For every problem, the Victorians had a building

A few years ago, the BBC broadcast a series called ‘How we built Britain’, presented by the veteran David Dimbleby. In the episode dedicated to the Victorians, he said something, almost in passing, which has stuck in my mind since: ‘For every problem, the Victorians had a building’. Growing local government? OK, here we are, big City Halls (Manchester, Leeds… ) Actually, Manchester thought of itself as the new Florence. Mental illness? Sure, the big asylums are built in the form of ‘mini-towns’ (all services included) which the great Canadian sociologist, Erving Goffman (1922-1982), would call ‘Total Institutions’. Mass transportation? No problem, railways and their cathedral-like train stations appear. Add also big churches, big shopping malls (probably not called this) and big leisure centres. ‘The building’ was the answer. And the bigger, the better.

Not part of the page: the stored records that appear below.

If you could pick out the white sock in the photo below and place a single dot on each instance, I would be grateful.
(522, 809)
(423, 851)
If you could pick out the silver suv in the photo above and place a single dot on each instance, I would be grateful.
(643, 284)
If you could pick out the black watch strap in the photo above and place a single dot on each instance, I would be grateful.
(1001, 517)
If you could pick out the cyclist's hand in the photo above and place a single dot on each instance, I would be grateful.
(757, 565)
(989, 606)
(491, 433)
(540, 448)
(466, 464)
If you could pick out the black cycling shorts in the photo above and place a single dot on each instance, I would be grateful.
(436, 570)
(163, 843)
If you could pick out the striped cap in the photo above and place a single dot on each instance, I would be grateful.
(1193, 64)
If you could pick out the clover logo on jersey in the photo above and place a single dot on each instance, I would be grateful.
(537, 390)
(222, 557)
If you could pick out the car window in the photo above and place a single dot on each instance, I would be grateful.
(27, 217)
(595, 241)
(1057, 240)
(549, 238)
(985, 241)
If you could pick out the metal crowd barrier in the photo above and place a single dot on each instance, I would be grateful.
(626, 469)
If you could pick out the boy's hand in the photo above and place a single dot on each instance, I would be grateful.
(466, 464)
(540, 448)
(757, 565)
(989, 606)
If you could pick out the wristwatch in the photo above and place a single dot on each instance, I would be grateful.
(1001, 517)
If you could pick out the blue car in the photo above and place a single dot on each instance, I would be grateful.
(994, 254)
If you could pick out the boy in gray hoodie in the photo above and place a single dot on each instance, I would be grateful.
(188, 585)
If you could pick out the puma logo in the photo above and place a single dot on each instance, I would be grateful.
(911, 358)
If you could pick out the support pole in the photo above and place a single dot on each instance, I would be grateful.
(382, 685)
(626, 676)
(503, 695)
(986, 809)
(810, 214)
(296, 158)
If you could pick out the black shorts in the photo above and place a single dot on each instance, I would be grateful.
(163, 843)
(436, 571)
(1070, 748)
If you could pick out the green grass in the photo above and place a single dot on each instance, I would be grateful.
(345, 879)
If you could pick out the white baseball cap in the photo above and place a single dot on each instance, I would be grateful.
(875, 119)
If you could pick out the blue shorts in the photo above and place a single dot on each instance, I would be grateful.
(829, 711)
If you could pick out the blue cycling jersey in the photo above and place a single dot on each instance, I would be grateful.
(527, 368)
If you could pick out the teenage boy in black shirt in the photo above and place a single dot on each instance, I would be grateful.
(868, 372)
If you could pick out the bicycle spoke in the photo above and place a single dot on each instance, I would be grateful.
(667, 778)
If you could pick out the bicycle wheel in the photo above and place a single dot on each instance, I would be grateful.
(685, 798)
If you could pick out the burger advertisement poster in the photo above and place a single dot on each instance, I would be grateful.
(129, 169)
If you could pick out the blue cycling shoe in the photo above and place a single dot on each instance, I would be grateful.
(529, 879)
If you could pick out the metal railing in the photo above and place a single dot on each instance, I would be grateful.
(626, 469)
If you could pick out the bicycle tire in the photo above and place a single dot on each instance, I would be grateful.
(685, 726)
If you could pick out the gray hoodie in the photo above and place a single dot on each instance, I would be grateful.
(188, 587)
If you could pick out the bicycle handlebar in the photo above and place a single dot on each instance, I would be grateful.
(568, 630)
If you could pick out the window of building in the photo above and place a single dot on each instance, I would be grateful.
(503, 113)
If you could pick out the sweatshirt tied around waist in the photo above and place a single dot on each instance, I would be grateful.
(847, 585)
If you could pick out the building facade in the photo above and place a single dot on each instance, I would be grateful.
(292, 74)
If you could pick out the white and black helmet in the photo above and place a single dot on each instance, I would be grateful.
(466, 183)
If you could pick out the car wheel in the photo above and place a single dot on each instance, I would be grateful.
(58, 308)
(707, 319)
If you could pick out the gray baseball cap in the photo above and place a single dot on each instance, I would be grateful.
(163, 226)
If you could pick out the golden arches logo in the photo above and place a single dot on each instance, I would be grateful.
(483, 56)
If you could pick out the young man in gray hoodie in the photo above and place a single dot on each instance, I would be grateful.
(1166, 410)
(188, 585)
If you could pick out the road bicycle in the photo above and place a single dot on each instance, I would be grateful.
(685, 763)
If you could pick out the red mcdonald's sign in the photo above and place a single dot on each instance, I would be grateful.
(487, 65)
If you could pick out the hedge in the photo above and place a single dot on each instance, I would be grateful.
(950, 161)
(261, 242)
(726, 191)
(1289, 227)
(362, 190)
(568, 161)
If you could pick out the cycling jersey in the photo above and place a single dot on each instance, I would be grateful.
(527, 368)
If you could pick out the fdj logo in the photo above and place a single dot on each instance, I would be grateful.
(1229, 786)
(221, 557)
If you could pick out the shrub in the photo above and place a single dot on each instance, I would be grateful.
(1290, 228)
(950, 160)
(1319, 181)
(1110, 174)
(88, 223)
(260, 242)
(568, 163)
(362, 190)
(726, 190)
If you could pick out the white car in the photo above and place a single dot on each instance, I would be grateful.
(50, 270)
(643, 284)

‘Management’ is the ‘Victorian Architecture’ of the modern organization. For every problem we create a structure: a new business unit, a new franchise, a new committee, a new task force, a new merger of A and B, a new management team, a restructuring, a new structural or functional conceptual building as ‘the answer’. We have become very good at providing structural solutions to problems that may, for example, require behavioural rather than structural answers. A typical scenario is amalgamating A and B into C because A and B do not talk to each other. We create a new building C, but people still are not talking to each other. (Mind you, we have saved a Sr VP salary).

The Big Ones of the consulting industry have sold us ‘(re)structure’ as the answer to everything. In part because Organization Chart Permutations are an easy thing to do.  If you want to be seen doing something, change the structure. Small detail, ‘the building‘ may not be the answer. In fact, ‘the new building’ may be a big distraction and create an illusion of ‘problem solved’ and control.

I am bound to say this because of my background and my own work, but, for every managerial problem, we should look first for a behavioural answer. It’s a good bet.